„Die Abschiebung verurteilen wir moralisch zutiefst“

Die Ausländerbehörde des Rhein-Sieg-Kreises hat am Donnerstag eine in Hennef lebende Mutter mitsamt ihren drei minderjährigen Kindern nach Albanien abgeschoben. „Das ist eine menschliche Tragödie und macht fassungslos“, kommentiert die sozial- und integrationspolitische Sprecherin der SPD-Kreistagsfraktion, Anna Peters.

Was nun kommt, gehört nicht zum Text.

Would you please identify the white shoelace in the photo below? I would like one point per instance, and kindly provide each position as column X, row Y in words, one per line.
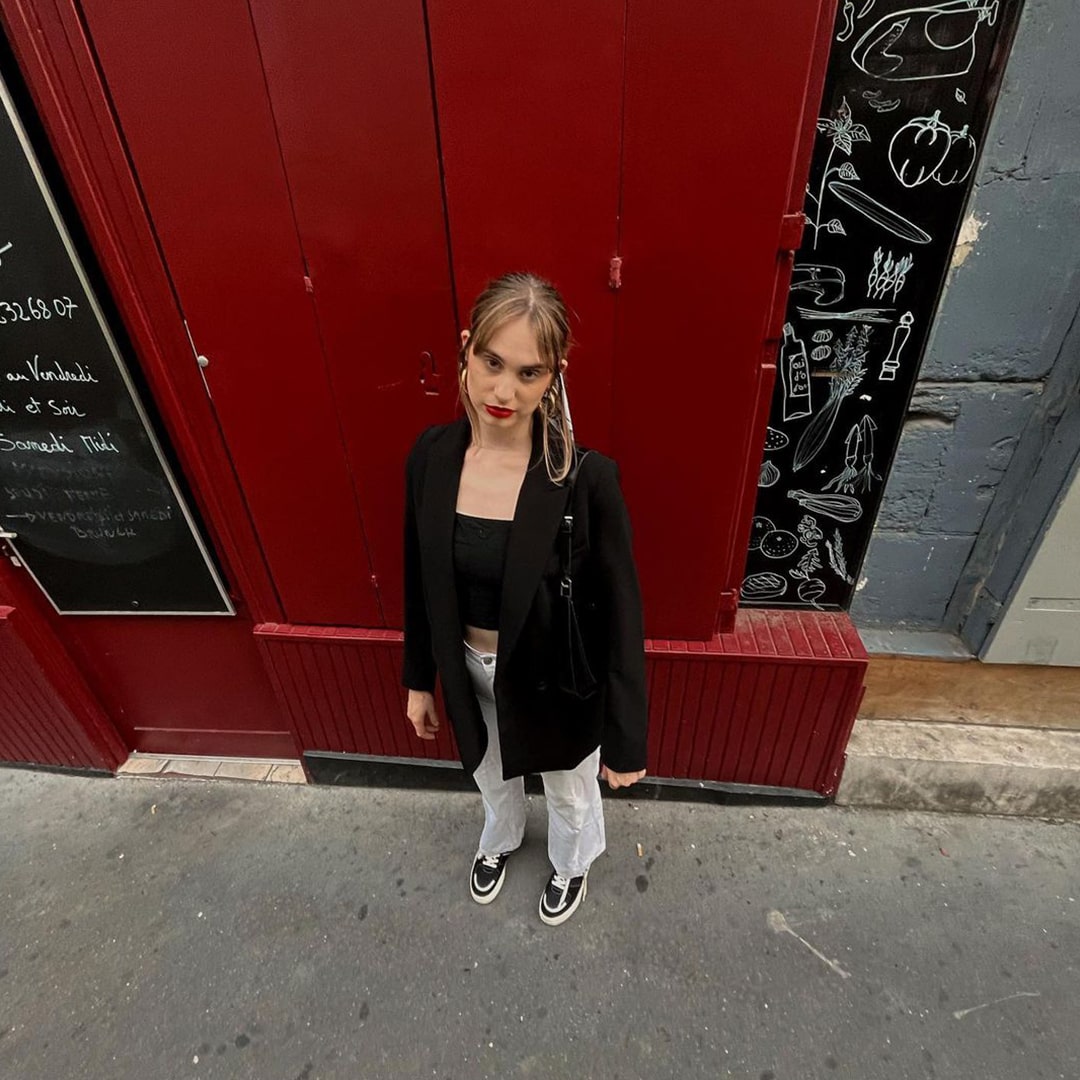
column 561, row 882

Sowohl die Härtefallkommission NRW als auch der Petitionsausschuss des Landes hatten der Ausländerbehörde des Rhein-Sieg-Kreises empfohlen, einer aus Albanien stammenden Mutter und ihren drei minderjährigen Kindern aufgrund der besonderen Umstände und der Schutzbedürftigkeit, eine Aufenthaltserlaubnis aus humanitären Gründen zu erteilen. Diesem Votum kam die Ausländerbehörde des Rhein-Sieg-Kreises laut Zeitungsberichten jedoch nicht nach. Stattdessen wurden im Eiltempo Fakten geschaffen und die Mutter laut Medienberichten am Donnerstagmorgen um 4 Uhr aus einer geschlossenen Abteilung der LVR-Klinik abgeholt und zusammen mit ihren Kindern abgeschoben. Laut General-Anzeiger sei einer der Söhne mit nacktem Oberkörper und in Handschellen abgeführt worden.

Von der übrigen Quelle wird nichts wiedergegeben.